COP is the coefficient of performance for heating or cooling. It is a calculated value that is similar to efficiency as it is the ratio of kW of heat energy released to the kW of energy going into the system and is calculated for set indoor/outdoor temperatures. It is meant to be used to compare the general efficiency of different systems under controlled conditions. Heat pumps are tremendously energy efficient because they are moving heat, not generating heat: COP values of 2-4 (200%-400% efficient) are common. These terms are meant to be used for comparison purposes.
SCOP is the seasonal coefficient of performance for heating. It is a ratio of the heat energy released into the home over a heating season to the energy going into a system over that season (usually for climate zone IV). This value is specific to a particular climate and will typically be lower than the COP. In Europe, this term is referred to as the seasonal performance factor (SPF). These terms are meant to be used for comparison purposes.
HSPF, the heating seasonal performance factor is another measure of heating efficiency but using different units. It is the seasonal ratio of heat energy released into the home to electrical energy used by the system. Unless noted otherwise, HSPF factors are usually given for climate region IV. Waterloo Region is in climate region VI, and HSPF factors will be lower here. 1 HSPF = 3.41 SCOP. These terms are meant to be used for comparison purposes.
EER is the energy efficiency ratio. It is calculated by dividing the cooling output by the electrical power input for set indoor/outdoor temperatures and expressed as Btu/kWh. Just like the COP, it is meant to be used for comparison purposes and is commonly used for window air conditioners as well as heat pumps.
SEER is the seasonal energy efficiency ratio. It is the total cooling output over the cooling season divided by the total energy used by the system over that time and is expressed with units of Btu/Wh. SEER values are based on a climate with an average summer temperature of 28 °C. SEER values will be higher in Waterloo Region, which has an average summer temperature of 25 °C. These terms are meant to be used for comparison purposes.
Sound ratings are published for the outdoor units of heat pump systems. These are tone-corrected, A-weighted sound power levels, expressed in decibels – dB(A). Most quality heat pumps operate at 60dB or lower, which is more than a bird chirp (44dB), but less than a conversation (60dB).
Airflow through a home’s ducts is measured in cubic feet per minute (CFM or SCFM under standardized conditions) or litres per second (L/s). Generally, there should be 44 to 67 litres per second (L/s) per kilowatt, or 350 to 500 CFM. The correct flow will be specified by the manufacturer.
All heat pumps need a thermostat to control indoor air temperature. The installer will typically recommend a thermostat that is compatible with the chosen heat pump (some heat pumps accept standard thermostats while others only work with those that come from the manufacturer). Since heat pump systems are more efficient when temperatures are stable, a programmable thermostat is not generally recommended.

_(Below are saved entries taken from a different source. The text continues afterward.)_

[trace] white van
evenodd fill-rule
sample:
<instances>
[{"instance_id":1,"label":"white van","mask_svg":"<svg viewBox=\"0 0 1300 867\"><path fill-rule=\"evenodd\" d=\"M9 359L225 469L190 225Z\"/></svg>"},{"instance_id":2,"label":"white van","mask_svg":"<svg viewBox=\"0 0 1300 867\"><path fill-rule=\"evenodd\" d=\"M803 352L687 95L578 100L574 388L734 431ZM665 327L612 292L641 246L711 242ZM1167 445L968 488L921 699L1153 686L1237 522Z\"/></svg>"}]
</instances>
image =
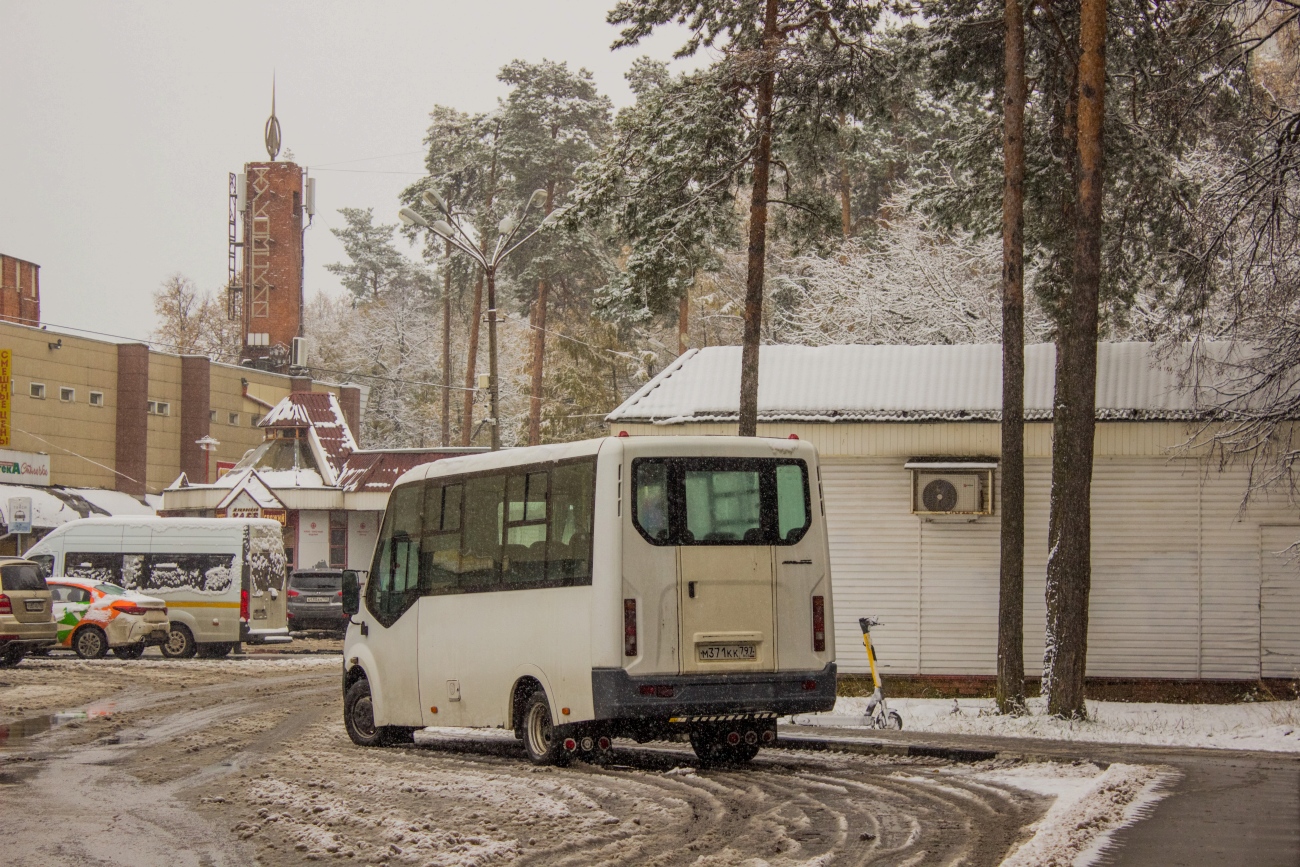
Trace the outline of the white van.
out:
<instances>
[{"instance_id":1,"label":"white van","mask_svg":"<svg viewBox=\"0 0 1300 867\"><path fill-rule=\"evenodd\" d=\"M744 762L835 703L817 453L610 437L447 458L398 479L366 584L344 572L344 721L513 729L562 762L688 736Z\"/></svg>"},{"instance_id":2,"label":"white van","mask_svg":"<svg viewBox=\"0 0 1300 867\"><path fill-rule=\"evenodd\" d=\"M94 578L167 601L167 657L287 642L280 525L262 518L83 518L27 551L49 575Z\"/></svg>"}]
</instances>

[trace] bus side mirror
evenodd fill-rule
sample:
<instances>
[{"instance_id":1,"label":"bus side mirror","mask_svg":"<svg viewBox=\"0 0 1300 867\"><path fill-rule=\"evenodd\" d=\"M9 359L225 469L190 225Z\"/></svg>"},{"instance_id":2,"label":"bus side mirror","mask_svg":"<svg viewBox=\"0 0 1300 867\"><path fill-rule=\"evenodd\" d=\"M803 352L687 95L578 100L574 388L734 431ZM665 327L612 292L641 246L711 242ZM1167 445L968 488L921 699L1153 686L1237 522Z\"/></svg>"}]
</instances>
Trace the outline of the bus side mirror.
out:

Most heat pump systems have an auxiliary heating system, either an electric heating coil or a fuel powered furnace, boiler or other heating system. This will come on when temperatures fall below the point where the heat pump can efficiently extract heat from the outdoors.
The compressor may be single-, dual, or variable stage. The compressor is the engine that makes the heat pump work. A single stage compressor is either off or full power, a dual stage compressor can operate at less than full power and is more efficient. A variable stage compressor has many power levels and is the most energy efficient. Variable stage compressors may also provide better temperature and humidity control, and are often quieter.